I had roasted peanuts for lunch.”

“We had apricots for lunch,” Turtle says, and her mother starts crying again. It’s the crying that looks like laughing from the back, but isn’t. The most bad thing would be if her mother goes away and the bad place comes.

Turtle wishes she could put the words she said back in her mouth and eat them. They would taste bright and sour, like dimes. She feels the door of her back teeth closing. There are forty or a hundred people in the airport so she makes sure to follow the blue jean legs and the white grandma sandals. Their heads are big and too far away like dinosaurs.

The talking comes out like round bubbles. When they go outside the sun hurts a little, as much as water hurts when it runs out hot on your hands.

“Turtle, Turtle, Turtle,” someone is saying. “It’s okay, Mama, I told you about.” All the cars are shiny animals under water. They can’t get air.

Somewhere else in the old place was that shine of angels or stars too close, the underwater, shoes on the floor and no light and a man’s voice across your mouth and you can’t get air. A woman crying.

A woman turned on a flashlight and moved her arms that were like fish arms, and her mouth opened and closed.

“We can eat at the coffee shop,” her mother’s voice is saying.

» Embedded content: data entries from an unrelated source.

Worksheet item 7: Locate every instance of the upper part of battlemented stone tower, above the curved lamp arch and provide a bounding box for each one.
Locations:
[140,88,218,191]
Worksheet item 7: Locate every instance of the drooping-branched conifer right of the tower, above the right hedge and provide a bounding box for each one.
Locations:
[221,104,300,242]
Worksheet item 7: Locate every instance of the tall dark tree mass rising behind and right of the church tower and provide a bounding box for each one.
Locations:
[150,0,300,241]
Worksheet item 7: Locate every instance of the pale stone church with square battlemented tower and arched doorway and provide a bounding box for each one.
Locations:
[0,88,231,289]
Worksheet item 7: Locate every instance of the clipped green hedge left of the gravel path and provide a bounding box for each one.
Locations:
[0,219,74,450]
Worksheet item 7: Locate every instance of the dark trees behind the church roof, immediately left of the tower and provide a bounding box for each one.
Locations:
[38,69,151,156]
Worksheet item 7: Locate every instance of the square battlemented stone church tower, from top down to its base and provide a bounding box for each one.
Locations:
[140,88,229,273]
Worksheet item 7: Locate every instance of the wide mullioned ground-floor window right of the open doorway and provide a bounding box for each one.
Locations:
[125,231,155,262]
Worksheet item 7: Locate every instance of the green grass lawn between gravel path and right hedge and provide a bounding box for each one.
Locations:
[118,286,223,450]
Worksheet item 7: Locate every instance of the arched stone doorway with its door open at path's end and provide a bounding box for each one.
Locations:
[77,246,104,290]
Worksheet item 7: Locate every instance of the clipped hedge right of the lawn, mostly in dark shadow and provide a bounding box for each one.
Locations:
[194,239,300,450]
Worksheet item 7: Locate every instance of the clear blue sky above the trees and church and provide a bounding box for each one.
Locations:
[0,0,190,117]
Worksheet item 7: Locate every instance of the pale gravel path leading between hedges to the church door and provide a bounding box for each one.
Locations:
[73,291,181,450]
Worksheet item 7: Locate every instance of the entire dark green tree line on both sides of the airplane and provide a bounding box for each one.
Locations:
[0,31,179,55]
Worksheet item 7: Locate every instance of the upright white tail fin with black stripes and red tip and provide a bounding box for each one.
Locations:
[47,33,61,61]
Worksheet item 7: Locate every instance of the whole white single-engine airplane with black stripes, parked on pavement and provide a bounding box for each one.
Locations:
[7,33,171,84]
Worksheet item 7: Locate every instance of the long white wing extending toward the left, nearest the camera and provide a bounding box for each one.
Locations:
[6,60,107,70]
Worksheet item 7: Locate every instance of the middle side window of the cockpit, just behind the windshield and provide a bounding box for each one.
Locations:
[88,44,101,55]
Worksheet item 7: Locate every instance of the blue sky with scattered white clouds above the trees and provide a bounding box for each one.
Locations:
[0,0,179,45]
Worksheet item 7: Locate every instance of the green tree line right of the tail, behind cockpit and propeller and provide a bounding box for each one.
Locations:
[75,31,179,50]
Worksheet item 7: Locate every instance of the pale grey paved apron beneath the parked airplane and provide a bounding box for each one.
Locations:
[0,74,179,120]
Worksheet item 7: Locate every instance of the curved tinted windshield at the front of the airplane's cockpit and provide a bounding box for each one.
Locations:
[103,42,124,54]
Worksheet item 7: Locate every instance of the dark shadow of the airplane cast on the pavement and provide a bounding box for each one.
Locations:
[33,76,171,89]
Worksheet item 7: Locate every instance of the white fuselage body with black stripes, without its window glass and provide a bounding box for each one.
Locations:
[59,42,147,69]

The bubbles break open and Turtle hears each one of those words come out. So much time has passed that it might be another day, or the same day but dark. It isn’t dark.

They are in the car, moving. The front seat is far away. A boy on a bicycle goes by, the gold bicycle lifting its front wheel off the sidewalk again and again like a scared horse.

The boy has a yellow shirt and blond hair in his eyes, laughing, not afraid. His feet move faster than he is going.

Turtle kneels on the seat and looks back, watching this one boy and bicycle that look the right way, until they are gone.

She sits down again.

“The good news is you can get a hotel room in this town for eleven dollars a night. If you stay in a junky place with a casino downstairs. I guess they figure on getting your money by other means.”

“They done got yours,” Grandma says.

“A hundred and ten dollars. I could shoot myself.”

Turtle sees her hands, and thinks: These are my hands.

“That’s if you would have stopped when you got to the top. That’s not what you started out with.”

“No, we started with fifty.”

“So that’s all you lost, really.”

“Why didn’t I stop?”

“Because you were speculating. If you could get a hundred and ten out of fifty, why couldn’t you make a thousand out of a hundred and ten.”

“Stupid.”

“Stupid as every other soul in this town, honey. Look at those neon lights, and tell me who you think is paying the electric bill.”